Comment un cycle de compensation est réellement soldé
Cette page décrit la mécanique du régime de compensation wallon. Elle ne remplace pas votre contrat ni les règles de votre gestionnaire de réseau : les sources sont en bas de page. Si votre situation présente une particularité, votre fournisseur et votre GRD sont les seuls à pouvoir la trancher.
« Le compteur qui tourne à l'envers » est une image, et cette image cache une mécanique que presque personne n'explique en entier. Or c'est elle qui détermine la réponse à trois questions très concrètes : pourquoi un surplus peut être perdu, à quelle date, et pourquoi votre facture ne reflète pas ce que vous voyez dans votre application.
Nous écrivons cette page parce que la moitié des incompréhensions que nous rencontrons viennent de là.
Ce que la compensation est, précisément
La compensation n'est pas un achat de votre électricité, ni un stockage sur le réseau. C'est une opération comptable : sur la période de facturation, le gestionnaire de réseau et le fournisseur retiennent la différence entre ce que vous avez prélevé et ce que vous avez injecté.
Trois conséquences découlent directement de cette définition, et chacune surprend :
- L'heure n'a aucune importance. Un kWh injecté à 13 h compense un kWh prélevé à 21 h, ou en janvier. Il n'y a pas de « meilleur moment » pour injecter dans ce régime — c'est précisément ce qui change après 2030.

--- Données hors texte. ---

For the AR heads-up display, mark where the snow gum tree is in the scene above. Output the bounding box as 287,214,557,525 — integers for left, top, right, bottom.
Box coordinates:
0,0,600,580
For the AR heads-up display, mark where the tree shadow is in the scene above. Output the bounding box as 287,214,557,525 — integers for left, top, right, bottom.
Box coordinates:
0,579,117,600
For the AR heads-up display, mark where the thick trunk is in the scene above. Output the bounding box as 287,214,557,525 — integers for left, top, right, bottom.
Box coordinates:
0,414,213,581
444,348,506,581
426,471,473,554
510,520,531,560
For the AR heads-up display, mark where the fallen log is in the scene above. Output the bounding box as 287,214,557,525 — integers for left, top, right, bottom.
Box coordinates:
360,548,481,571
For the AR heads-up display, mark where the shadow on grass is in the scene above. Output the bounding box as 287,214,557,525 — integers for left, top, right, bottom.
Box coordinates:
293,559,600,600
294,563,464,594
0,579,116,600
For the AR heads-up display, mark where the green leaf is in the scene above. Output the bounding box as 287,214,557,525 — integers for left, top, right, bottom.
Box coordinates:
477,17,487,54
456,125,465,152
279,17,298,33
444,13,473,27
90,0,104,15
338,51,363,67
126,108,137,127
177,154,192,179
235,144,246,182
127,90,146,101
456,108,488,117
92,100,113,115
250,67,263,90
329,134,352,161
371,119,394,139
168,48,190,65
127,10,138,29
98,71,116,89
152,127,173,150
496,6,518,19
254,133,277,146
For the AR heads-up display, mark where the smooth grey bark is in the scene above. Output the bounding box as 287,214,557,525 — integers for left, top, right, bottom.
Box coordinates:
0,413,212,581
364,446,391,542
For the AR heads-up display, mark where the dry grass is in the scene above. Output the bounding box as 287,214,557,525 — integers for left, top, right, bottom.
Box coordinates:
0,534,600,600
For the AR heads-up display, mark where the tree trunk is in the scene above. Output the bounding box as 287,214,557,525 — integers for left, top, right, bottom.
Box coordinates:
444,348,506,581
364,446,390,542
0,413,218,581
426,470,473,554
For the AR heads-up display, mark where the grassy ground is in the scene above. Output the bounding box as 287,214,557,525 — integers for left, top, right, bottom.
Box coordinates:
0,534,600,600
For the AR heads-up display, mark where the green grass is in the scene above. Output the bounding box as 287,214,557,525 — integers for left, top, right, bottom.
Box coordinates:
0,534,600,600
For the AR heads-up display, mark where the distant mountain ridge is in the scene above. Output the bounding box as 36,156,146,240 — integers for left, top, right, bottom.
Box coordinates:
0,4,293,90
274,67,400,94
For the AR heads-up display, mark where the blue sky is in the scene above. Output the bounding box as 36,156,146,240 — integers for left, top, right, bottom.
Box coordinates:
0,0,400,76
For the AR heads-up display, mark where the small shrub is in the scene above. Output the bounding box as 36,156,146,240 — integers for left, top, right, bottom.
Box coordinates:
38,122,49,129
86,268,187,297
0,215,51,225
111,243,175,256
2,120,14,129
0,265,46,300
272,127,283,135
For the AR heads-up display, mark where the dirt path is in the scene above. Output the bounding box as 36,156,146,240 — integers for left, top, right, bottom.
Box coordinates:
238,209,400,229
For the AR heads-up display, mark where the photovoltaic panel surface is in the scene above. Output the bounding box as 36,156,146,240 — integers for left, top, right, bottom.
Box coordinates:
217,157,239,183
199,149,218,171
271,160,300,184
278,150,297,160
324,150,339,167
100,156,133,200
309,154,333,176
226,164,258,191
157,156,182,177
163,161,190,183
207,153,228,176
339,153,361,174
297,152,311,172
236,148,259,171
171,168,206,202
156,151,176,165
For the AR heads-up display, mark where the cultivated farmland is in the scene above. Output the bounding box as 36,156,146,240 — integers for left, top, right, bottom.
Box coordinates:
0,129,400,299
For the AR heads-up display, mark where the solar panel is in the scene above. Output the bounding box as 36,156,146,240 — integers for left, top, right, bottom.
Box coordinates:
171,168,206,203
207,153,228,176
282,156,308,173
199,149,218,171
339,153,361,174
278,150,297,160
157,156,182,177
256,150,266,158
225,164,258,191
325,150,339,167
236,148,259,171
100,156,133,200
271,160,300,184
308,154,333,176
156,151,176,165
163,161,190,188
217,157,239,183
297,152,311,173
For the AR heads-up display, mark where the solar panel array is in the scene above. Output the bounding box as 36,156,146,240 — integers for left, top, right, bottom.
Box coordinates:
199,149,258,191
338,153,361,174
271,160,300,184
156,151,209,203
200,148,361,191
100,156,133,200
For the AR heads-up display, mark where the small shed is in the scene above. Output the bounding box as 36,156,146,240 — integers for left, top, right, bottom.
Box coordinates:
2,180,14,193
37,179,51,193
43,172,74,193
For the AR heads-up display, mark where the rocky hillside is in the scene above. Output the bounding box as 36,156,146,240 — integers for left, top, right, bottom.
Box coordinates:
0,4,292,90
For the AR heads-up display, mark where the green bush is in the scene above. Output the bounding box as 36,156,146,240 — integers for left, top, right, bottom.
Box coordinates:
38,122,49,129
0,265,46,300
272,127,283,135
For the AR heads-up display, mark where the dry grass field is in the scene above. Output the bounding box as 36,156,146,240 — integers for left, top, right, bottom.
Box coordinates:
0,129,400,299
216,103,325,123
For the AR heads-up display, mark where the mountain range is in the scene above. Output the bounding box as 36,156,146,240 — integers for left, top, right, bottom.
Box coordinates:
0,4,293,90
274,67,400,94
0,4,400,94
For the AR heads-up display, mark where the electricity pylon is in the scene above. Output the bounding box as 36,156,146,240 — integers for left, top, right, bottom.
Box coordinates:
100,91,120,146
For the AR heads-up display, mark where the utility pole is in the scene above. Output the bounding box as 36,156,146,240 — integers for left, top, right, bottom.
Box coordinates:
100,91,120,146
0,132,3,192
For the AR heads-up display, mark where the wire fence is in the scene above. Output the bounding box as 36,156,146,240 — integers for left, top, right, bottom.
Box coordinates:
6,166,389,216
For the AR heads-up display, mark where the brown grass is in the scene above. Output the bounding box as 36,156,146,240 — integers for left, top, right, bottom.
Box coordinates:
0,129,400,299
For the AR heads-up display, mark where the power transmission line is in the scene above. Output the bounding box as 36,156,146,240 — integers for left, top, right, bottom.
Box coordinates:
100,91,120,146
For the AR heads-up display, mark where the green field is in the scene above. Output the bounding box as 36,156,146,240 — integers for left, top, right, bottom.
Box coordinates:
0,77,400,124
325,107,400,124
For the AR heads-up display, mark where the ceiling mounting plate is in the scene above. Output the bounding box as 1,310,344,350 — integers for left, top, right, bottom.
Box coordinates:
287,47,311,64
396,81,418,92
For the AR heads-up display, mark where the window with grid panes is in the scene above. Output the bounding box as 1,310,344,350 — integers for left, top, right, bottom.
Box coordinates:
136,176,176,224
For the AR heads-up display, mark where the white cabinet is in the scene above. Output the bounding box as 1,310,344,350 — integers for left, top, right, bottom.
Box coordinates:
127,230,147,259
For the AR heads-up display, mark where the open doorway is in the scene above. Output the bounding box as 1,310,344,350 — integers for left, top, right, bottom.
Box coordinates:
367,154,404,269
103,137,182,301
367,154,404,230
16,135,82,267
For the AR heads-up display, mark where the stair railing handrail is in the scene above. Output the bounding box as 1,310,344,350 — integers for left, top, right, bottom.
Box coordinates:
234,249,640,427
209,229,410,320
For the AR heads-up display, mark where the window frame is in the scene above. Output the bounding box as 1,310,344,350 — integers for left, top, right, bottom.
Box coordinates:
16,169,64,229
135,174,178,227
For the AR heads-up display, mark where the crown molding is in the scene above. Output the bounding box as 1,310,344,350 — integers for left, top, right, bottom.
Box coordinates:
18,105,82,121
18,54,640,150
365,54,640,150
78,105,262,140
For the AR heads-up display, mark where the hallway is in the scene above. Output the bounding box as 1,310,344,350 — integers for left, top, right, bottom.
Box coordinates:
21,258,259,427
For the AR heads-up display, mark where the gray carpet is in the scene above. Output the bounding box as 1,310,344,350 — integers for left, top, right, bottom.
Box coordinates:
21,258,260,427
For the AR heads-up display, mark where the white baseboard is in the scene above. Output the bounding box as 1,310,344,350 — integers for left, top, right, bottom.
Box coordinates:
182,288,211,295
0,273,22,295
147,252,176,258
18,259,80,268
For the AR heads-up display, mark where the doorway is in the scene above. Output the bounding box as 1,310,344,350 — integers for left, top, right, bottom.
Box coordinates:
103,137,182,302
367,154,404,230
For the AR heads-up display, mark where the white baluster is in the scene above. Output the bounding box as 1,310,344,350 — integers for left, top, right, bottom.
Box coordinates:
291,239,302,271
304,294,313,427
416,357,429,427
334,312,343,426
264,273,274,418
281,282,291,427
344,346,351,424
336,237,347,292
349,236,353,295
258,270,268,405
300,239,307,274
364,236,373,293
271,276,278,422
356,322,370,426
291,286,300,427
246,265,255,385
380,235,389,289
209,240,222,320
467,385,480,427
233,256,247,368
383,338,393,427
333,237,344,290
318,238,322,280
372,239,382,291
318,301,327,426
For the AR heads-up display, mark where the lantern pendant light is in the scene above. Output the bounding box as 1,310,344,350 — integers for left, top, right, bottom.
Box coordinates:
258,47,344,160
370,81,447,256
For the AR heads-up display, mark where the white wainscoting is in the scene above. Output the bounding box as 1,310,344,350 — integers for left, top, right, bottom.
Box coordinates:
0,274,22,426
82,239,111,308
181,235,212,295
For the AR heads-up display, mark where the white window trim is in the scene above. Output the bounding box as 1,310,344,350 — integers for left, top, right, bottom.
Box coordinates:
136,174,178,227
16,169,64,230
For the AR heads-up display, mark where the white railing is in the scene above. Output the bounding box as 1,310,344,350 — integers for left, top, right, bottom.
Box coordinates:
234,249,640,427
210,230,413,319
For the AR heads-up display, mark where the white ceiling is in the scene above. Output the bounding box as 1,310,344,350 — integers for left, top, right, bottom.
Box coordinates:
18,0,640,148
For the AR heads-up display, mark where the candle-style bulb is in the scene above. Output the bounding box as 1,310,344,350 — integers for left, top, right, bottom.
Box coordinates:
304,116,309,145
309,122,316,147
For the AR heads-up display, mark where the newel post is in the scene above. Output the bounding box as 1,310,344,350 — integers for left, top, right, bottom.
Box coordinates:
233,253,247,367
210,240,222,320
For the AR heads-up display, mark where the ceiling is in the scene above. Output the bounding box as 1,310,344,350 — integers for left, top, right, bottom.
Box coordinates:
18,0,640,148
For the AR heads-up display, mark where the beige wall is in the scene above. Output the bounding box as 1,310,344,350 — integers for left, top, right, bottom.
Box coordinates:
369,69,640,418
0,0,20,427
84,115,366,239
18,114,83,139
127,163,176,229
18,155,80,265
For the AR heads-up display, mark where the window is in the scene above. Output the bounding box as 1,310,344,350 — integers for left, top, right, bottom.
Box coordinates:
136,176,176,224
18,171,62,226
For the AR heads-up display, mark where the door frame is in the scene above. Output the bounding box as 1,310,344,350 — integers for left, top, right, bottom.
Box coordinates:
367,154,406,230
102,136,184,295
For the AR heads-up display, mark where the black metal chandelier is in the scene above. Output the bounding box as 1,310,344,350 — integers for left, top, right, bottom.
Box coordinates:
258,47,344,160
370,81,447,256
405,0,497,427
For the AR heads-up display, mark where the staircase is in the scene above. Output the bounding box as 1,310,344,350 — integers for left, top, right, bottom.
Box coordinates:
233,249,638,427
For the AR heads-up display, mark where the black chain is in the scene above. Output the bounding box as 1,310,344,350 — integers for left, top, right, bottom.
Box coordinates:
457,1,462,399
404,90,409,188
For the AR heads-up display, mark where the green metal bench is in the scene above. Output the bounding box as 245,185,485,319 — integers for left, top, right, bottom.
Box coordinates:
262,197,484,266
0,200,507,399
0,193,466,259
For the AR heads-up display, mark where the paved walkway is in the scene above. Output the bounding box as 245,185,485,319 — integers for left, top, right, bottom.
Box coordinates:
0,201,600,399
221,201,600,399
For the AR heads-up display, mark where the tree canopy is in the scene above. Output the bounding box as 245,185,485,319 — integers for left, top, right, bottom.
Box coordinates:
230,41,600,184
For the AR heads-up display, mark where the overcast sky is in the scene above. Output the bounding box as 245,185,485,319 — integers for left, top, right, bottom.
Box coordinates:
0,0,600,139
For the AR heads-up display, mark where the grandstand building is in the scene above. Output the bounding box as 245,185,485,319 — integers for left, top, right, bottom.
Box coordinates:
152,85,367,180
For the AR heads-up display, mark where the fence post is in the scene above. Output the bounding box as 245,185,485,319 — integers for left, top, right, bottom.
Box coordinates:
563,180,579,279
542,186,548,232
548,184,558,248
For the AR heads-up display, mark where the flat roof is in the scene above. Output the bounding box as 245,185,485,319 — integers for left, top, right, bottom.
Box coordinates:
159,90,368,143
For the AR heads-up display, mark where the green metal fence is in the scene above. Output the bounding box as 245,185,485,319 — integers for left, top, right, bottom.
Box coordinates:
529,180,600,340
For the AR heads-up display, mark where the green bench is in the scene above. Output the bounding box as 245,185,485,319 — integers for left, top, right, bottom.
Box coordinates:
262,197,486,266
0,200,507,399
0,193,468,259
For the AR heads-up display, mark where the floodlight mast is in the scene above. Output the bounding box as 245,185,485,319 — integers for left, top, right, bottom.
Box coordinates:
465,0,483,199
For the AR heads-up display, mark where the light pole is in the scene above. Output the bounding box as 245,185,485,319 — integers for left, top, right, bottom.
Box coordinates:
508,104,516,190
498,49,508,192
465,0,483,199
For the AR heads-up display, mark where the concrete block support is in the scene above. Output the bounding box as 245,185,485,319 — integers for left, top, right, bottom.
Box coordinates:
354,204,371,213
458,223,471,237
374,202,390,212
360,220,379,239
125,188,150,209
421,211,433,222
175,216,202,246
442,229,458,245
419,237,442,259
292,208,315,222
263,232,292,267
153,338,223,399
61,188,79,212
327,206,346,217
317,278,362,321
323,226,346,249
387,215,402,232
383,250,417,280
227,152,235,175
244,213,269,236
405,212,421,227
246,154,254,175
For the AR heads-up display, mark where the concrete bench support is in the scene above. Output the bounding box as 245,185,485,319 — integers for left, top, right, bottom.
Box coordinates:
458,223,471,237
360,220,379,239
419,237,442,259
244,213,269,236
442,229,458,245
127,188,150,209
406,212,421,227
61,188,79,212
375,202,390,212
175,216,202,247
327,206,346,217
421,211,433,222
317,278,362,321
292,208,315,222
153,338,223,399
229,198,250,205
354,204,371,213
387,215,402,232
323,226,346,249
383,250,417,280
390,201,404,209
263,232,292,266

- Le résultat ne peut pas descendre sous zéro. Si vous injectez plus que vous ne prélevez, la différence n'est pas négative sur votre facture : elle est nulle. Personne ne vous doit d'argent.
- La compensation porte sur l'énergie, pas sur l'usage du réseau. Le réseau, vous l'avez utilisé dans les deux sens. C'est ce que finance le tarif prosumer, qui reste dû même quand votre consommation nette est nulle.
Le cycle : qui fait quoi, et quand
1. Le compteur enregistre
Sur un compteur électromécanique, le disque tourne dans un sens quand vous prélevez, dans l'autre quand vous injectez. Il n'y a qu'un seul index, et il intègre mécaniquement la différence. C'est l'origine littérale de l'expression.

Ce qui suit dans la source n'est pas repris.